I attended the “Pandas: The Bare Basics” class on Friday February 11. Lead by Patrick Smyth, a PhD graduate of CUNY GC, and founder of Iota School, the workshop’s goal was to introduce students without programming experience to the pandas library for data analysis.
Before the workshop started, Patrick emailed attendees instructions to prepare a Jupyter notebook environment, offering two methods. For participants with a Google account looking for the least hassle, Google’s Collaboratory allows you to start up a Jupyter Notebook with all the libraries necessary installed automatically saved on your Google Drive. For Google skeptics, he also offered installing Anaconda and running a Jupyter notebook from that platform. Having some Python experience, I chose another method entirely. My previous experience with pandas is very limited to formatting JSON retrieved from an API into data frames or csvs, so i was interested in learning more about the data analysis applications for this library.
We began our journey by learning how to import pandas into our notebook, and work with the basic data structures in pandas: Series and DataFrame. Series represent one dimensional data; in Python an example would a list, which is a collection of discrete elements in an ordered manner, such that you can reference them by index. Note that in most programming, the first element is in the 0 index position. See the figure below
DataFrames are two dimensional data structures. The easiest commonplace example of a two dimensional data structure is a table or spreadsheet, with rows that represent individual data records, and columns that are attributes for that record. In pandas, a data frame might look like the figure below:The first hour of the workshop has us creating simple Python lists and dictionaries to run aggregate calculations like means, minimum and maximum values on pandas Series and DataFrames, and learning how to isolate one column in a 2 dimensional data set for analysis either by the column name or index.
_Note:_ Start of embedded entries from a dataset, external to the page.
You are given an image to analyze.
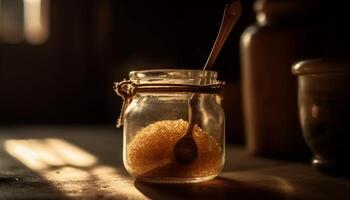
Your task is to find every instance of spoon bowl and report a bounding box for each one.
[173,1,241,165]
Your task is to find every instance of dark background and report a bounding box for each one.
[0,0,346,142]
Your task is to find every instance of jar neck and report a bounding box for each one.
[129,69,219,85]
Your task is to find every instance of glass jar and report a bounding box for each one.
[117,69,225,183]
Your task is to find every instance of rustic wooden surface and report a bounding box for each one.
[0,126,350,199]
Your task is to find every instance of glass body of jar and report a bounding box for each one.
[123,69,225,183]
[241,0,348,159]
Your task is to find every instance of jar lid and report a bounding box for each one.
[292,58,350,75]
[253,0,322,15]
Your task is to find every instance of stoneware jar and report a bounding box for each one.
[292,59,350,175]
[116,69,225,183]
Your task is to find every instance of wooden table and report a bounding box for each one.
[0,126,350,199]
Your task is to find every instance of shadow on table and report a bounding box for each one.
[134,177,286,199]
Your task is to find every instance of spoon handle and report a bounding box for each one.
[203,1,241,70]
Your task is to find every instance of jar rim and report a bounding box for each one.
[129,68,218,80]
[292,58,350,75]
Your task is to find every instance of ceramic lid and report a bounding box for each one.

The second half of the workshop was devoted towards performing exploratory data analysis (EDA) on a real dataset available online. We read in a CSV from Airbnb data, including data on rentals in the five borough of New York City. Because there was a strong contingent of Bronx and Queens participants in this workshop, we focused on comparing the average prices in various neighborhoods from those boroughs to the average in NYC overall. We also plucked out listings that might skew our averages.
What stuck with me the most from this workshop was the instructors comment that, while data analysis like this isn’t solely constitutive of a digital humanities project, having data analysis a one supporting pillar of an argument you want to make can be surprisingly effective. He spoke about using analysis with pandas/matplotlib in the context of boosting the efficacy of a particular program in an academic administrative presentation he gave last year.
I dropped the Jupyter Notebooks we worked on together in the workshop in a repo on Github for curious classmates.